IV. THE ‘ANTIQUE COLLECTOR’
ND: The folk tradition is rooted in an interpersonal, hand-me-down oral process. As such, it requires a certain selfless, all-for-one humility, wherein the singer is at least as much a vessel carrying on what has gone before as he/she is a performer. Is this at odds with the urge to create new music, or is that fulfilled by applying your personal stamp to the new version?
RM: It’s a separate process, and I’m not in the creative mode right now, although I’m capable of it and I will get back to it. But you’re right; that’s very perceptive — you have to have a certain humility singing these hundreds-of-years-old songs that are being passed on by the oral tradition.
That’s how I feel when I’m doing them. Hopefully, you can sense the sincerity in my voice when I’m doing them. And it’s really not about promoting myself or about fame or anything like that; it’s about keeping the music alive.
ND: So, is there a difference in how you go about singing a traditional song as opposed to how you sing something you’ve written yourself?
RM: Well, no, because I’ve always considered myself a folk singer, and even when I write a song, it’s kind of a folkish song with a story. So I would sing a song that I’ve written myself with the same kind of approach, I think. It’s just a different aspect of me — it’s sort of the antique collector side of my personality.
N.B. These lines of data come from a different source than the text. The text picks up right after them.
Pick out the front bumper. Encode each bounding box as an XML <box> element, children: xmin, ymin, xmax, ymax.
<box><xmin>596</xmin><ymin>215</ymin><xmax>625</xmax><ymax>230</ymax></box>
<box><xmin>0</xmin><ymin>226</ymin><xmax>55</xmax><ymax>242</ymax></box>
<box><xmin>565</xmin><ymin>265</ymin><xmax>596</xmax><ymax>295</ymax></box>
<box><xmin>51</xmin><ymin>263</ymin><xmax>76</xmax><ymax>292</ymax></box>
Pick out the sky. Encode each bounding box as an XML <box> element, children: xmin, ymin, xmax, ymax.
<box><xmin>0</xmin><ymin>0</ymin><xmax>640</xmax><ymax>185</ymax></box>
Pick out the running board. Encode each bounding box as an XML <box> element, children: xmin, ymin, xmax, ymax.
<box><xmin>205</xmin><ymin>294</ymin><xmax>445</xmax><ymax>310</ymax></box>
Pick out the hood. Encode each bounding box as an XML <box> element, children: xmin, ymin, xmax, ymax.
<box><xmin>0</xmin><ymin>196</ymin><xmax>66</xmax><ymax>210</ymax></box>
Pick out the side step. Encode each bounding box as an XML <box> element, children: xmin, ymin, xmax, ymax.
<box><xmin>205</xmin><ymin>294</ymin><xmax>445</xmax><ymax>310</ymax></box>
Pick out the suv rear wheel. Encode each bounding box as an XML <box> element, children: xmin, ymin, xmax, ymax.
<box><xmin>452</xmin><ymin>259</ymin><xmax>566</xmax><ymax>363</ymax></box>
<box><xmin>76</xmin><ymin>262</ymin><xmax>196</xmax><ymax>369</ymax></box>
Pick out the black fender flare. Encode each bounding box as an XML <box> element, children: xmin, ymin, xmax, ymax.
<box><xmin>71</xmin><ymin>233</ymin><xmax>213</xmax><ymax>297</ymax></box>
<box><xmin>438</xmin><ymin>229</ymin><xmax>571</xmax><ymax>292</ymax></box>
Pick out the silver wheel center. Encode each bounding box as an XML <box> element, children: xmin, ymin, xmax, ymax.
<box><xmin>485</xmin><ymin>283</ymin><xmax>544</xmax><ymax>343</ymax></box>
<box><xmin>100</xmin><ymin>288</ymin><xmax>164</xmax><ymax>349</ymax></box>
ND: I guess I’m asking this because there’s a common tendency to pigeonhole performers according to what they’re best-known for, so that when you do anything outside of that particular field…
RM: …you’re going upstream. I’ve been doing that most of my career. It’s actually by choice; it’s just a matter of where the fresh air is. The room gets stale, and so you want to go somewhere else.
ND: “Cane Blues” is one of the most beautiful songs I’ve heard in some time. What was its original form, and what was your inspiration for writing new music for it?
RM: I’d redone it. The original title was “Ain’ No Mo’ Cane On De Brazos”, so I simplified the title. I actually did this as a kind of marketing test on MP3. I put it on MP3.com with its original title, and nobody was hitting on it, and I figured out the title probably scared them away — it was too un-politically-correct, you know? So I changed the title to “Cane Blues” and it shot up to top 5 on the charts. Exactly the same version; the only thing I changed was the title.
The melody’s a little bit different from its original form, and the chord changes are different. Nobody does that song like I do; I completely did that arrangement.
ND: Which of your own songs are you most proud of today? What really holds up for you?
RM: “Chestnut Mare” comes to mind. I guess “Eight Miles High”, “Rock ‘N’ Roll Star”. I don’t know; I don’t really think about it.
ND: What kinds of music do you listen to in your free time?
RM: I listen to a lot of classical and jazz at home. I don’t really listen to a lot of new music, although people do give me a lot of CDs that I’ll listen to. I’m kind of out of the loop, you know; I’m not really there.
ND: There’s a certain freedom to that, isn’t there?
RM: Yeah. I just listen to what I want to listen to. I’ve got boxes and boxes of CDs that I don’t get around to.
ND: That’s the major pitfall of making your living with your hobby.
RM: Music was my hobby, but now it’s my work, so my hobby is now electronics and toys.
V. PLUGGING IN…
ND: Do you still have the urge to play rock ‘n’ roll?
RM: Not really. I’m happy being a folksinger. I’ve always considered myself a folksinger, so I’m really just back at my roots.
ND: I think that it’s easier for those who were around when the Byrds broke in to see you in that light than for younger listeners who only associate you with that band. When “Mr. Tambourine Man” broke through, even with the much more limited rock/music press of that time, it was pretty well-known that you came from a folk background, and then electrified.
RM: Yeah, and I did it before Dylan. Most people don’t know that. In encyclopedia after encyclopedia, it’s ‘The Byrds followed Bob Dylan’s lead into folk rock.’ And because it’s in print, because it’s on CDROM, everybody believes it.
ND: There has always been a lot of false information that, through repeated printing and reprinting, becomes “fact”…
RM: …and you’re a heretic if you tell them the truth (laughs).
ND: Is it something that rankles?
RM: Well, it’s just give credit where credit is due, that’s all.